Alex juga setuju bahwa dikenai begitu banyak pembatasan perjalanan terasa seperti diremehkan. Dia menekankan bahwa orang-orang dengan paspor berdaya rendah mungkin adalah warga negara terdidik dengan status sosial tinggi, namun tetap menghadapi wawancara dan hambatan untuk bepergian.
Ketika ditanya apakah orang-orang memahami kesulitan tersebut, Lily menyamakannya dengan meminta seorang pria untuk memahami "betapa sulitnya melahirkan."
Pertukaran antara identitas dan kenyamanan.
Kesulitan-kesulitan ini tidak hanya memengaruhi perjalanan tetapi juga berdampak pada peluang karier. Lily mengatakan dia tidak dapat melamar posisi yang membutuhkan perjalanan internasional yang sering. Pengalaman ini bahkan membuatnya mempertimbangkan untuk mengajukan paspor Hong Kong, meskipun persyaratannya adalah tinggal dan bekerja di sana selama tujuh tahun.

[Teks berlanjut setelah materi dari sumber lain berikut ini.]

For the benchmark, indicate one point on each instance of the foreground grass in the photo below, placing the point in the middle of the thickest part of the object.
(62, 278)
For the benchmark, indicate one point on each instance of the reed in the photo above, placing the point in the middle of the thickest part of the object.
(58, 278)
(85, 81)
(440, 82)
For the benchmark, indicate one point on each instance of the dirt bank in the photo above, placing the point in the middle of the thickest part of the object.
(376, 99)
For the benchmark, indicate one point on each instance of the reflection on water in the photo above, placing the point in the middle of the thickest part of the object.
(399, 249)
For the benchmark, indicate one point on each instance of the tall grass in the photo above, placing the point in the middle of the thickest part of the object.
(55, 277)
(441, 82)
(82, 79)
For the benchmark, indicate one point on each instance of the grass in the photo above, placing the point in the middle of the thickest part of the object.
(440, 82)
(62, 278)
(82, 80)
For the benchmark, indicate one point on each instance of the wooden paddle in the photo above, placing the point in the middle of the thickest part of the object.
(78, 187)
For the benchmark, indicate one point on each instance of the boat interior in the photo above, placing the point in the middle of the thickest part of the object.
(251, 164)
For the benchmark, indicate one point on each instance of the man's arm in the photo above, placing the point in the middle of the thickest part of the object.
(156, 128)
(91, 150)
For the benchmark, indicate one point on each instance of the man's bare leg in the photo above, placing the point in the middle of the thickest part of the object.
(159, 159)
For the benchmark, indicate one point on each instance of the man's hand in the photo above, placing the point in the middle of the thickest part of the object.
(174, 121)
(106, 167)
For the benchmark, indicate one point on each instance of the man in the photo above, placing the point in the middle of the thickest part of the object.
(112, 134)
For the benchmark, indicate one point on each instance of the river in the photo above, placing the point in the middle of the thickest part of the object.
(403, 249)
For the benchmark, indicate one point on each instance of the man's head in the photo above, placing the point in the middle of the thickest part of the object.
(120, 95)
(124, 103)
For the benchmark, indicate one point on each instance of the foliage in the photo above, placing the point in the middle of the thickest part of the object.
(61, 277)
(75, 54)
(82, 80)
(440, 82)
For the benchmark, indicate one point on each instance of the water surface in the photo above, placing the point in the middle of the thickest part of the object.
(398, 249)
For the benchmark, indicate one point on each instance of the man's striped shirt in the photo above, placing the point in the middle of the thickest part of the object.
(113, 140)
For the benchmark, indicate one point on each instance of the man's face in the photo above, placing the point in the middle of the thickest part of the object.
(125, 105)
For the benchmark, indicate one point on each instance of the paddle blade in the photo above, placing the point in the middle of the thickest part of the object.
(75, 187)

Seperti Alex, Lily menegaskan bahwa meskipun dia mencintai negaranya, dia tetap "ingin mengganti paspornya." Untuk menghindari kerepotan, Alex sekarang memprioritaskan destinasi bebas visa untuk warga Afrika Selatan, karena "ada perbedaan besar jika Anda pergi berlibur selama seminggu dan harus membayar biaya visa sebesar $1.000."
Namun, tidak semua orang bersedia melakukan pertukaran tersebut. Meskipun mengakui ketidaknyamanan yang ada, pengusaha Pantha Roy mengatakan dia tidak berniat untuk mengganti paspornya. "Saya suka memiliki paspor India saya. Saya tidak akan melepaskannya," tegasnya.